Skip to content

Cluster overview

On the Cluster Overview you can list clusters, get more information, and manage them.

Filter and pagination

cluster_filter_and_pagination

You can filter all clusters:

  • By checked status
  • By name of the cluster owner
  • By project name
  • By Elixir ID of the cluster owner
  • By cluster name

Click Filter.
You can set how many clusters you want to see on a page and scroll through the pages.

Cluster information card

cluster_card

See the name, the status, the project, and the creator of the cluster.
Click on the name to get to the Detail page. Click on the project name to get to the Project overview.

How to connect

how_to_connect

Click How to connect. A list with connection information opens depending on your cluster configuration.

SSH

The SSH command tells you how to connect to your master node.

Scale-Up your cluster

To expand your cluster and add more workers, click Scale-up.

scale-up

A modal opens where you can specify the batch you want to expand or add a new worker batch. Click Add new Worker Batch to add a new worker batch where you can specify the flavor, and the worker number.

This process only starts the worker nodes. You have to configure your cluster before your cluster can use the new worker nodes.

Wait until active before configuring

You have to wait until your worker nodes have the active status before you continue to configure your cluster.

Configure your cluster

Your have to reconfigure your master node to use the new worker nodes. A modal opens after starting your new worker nodes, which shows you the necessary steps.

successful_scaling

Connect to your master instance with SSH.
Download the scaling script:

wget -O scaling.py https://raw.githubusercontent.com/deNBI/user_scripts/master/bibigrid/scaling.py

Run the scaling script:

python3 scaling.py 

The scaling script requests a password. If you already closed the modal or have no access to the password shown in the modal, you can generate a new password.
Click Generate Password at the bottom of the cluster information card. A modal opens with a new generated password.

generate_password_modal

You can use the new workers after you ran the script.
You can test with the command sinfo if the script added your workers correctly.

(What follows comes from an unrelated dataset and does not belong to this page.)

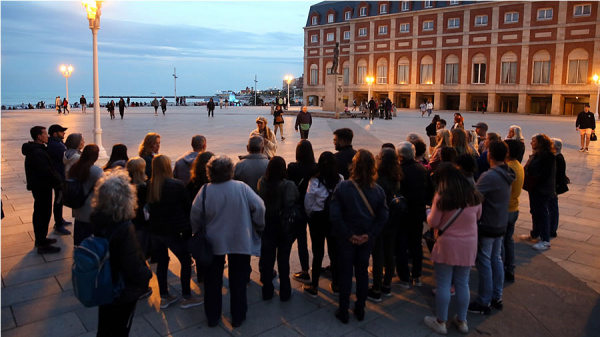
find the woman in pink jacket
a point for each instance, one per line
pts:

If the new worker is still missing, you can try to restart slurm:

sudo /etc/init.d/slurmctld restart
Your worker is still missing

If your worker is still missing after you ran the command, something went wrong. Contact the support at cloud-helpdesk@denbi.de.

Scale-Down your cluster

To reduce your cluster and remove workers, click Scale-Down.

scale-down

A modal opens where you can select the batches you want to reduce, and the number of workers you want to remove.

This process only removes the worker nodes. You have to configure your cluster before your cluster recognizes the removed worker nodes.

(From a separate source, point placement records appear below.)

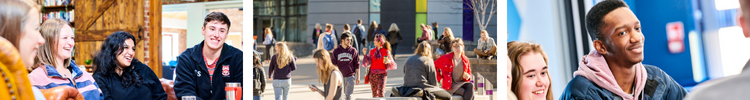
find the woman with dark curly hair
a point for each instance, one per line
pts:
(120, 76)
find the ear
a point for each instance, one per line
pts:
(743, 24)
(600, 47)
(202, 29)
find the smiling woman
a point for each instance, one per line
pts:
(531, 80)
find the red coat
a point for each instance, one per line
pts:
(444, 66)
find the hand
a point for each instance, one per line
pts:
(311, 89)
(466, 76)
(357, 81)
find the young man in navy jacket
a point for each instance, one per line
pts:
(197, 66)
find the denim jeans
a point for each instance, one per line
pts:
(281, 88)
(349, 87)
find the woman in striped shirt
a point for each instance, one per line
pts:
(54, 66)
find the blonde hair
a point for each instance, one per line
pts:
(50, 30)
(448, 32)
(283, 57)
(325, 72)
(515, 51)
(268, 31)
(424, 49)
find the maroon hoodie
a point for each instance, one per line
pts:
(346, 59)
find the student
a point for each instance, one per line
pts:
(530, 78)
(19, 23)
(269, 41)
(327, 40)
(280, 71)
(454, 70)
(359, 32)
(259, 78)
(316, 33)
(54, 65)
(425, 34)
(380, 61)
(347, 59)
(394, 36)
(197, 66)
(329, 75)
(485, 46)
(445, 41)
(354, 43)
(732, 87)
(370, 36)
(613, 70)
(419, 72)
(122, 77)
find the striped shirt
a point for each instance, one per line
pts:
(46, 77)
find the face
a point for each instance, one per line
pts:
(624, 39)
(127, 54)
(535, 82)
(65, 42)
(214, 34)
(346, 41)
(31, 39)
(457, 48)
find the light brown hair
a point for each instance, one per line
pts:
(50, 30)
(515, 51)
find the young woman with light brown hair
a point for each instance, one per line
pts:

Wait until deleted before configuring

You have to wait until your worker nodes have the deleted status before you continue to configure your cluster.

Configure your cluster

Your have to reconfigure your master node to recognize the removed worker nodes. A modal opens after removing the worker nodes, which shows you the necessary steps.

successful_down_scaling

Connect to your master instance with SSH.
Download the scaling script:

wget -O scaling.py https://raw.githubusercontent.com/deNBI/user_scripts/master/bibigrid/scaling.py

Run the scaling script:

python3 scaling.py 

The scaling script requests a password. If you already closed the modal or have no access to the password shown in the modal, you can generate a new password.
Click Generate Password at the bottom of the cluster information card. A modal opens with a new generated password.

generate_password_modal

You can test with the command sinfo if the script removed your workers correctly.

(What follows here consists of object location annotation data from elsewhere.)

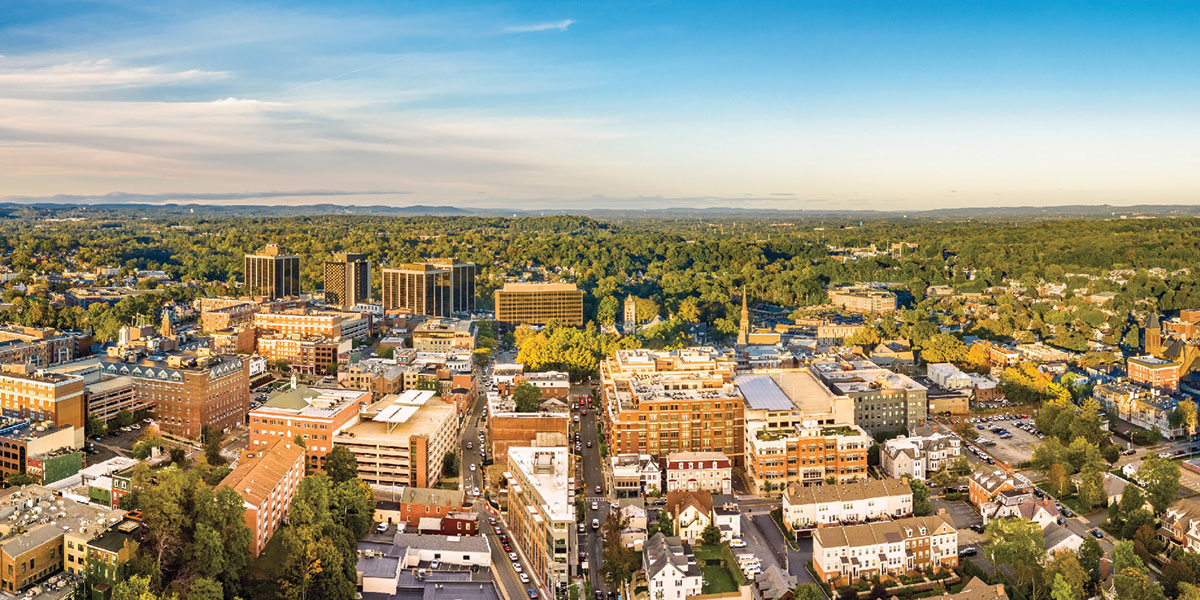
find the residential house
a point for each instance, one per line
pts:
(694, 472)
(984, 485)
(805, 508)
(726, 516)
(691, 511)
(670, 568)
(918, 456)
(887, 549)
(774, 583)
(1180, 526)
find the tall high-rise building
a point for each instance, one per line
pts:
(273, 274)
(419, 288)
(462, 283)
(347, 280)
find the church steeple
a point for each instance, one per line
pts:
(744, 325)
(1153, 336)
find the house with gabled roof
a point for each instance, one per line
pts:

If your workers aren't removed, you can try to restart slurm:

sudo /etc/init.d/slurmctld restart
Your workers aren't removed

If your workers aren't removed after you ran the command, something went wrong. Contact the support at cloud-helpdesk@denbi.de.

Stop your cluster

To stop your cluster, click Stop. A modal opens, asking you to confirm your action.

stop_cluster_modal

Delete your cluster

To delete your cluster, click Delete. A modal opens, asking you to confirm your action.

delete_cluster_modal

If you have volumes attached to a node of your cluster, they get detached but not deleted.


Last update: December 28, 2022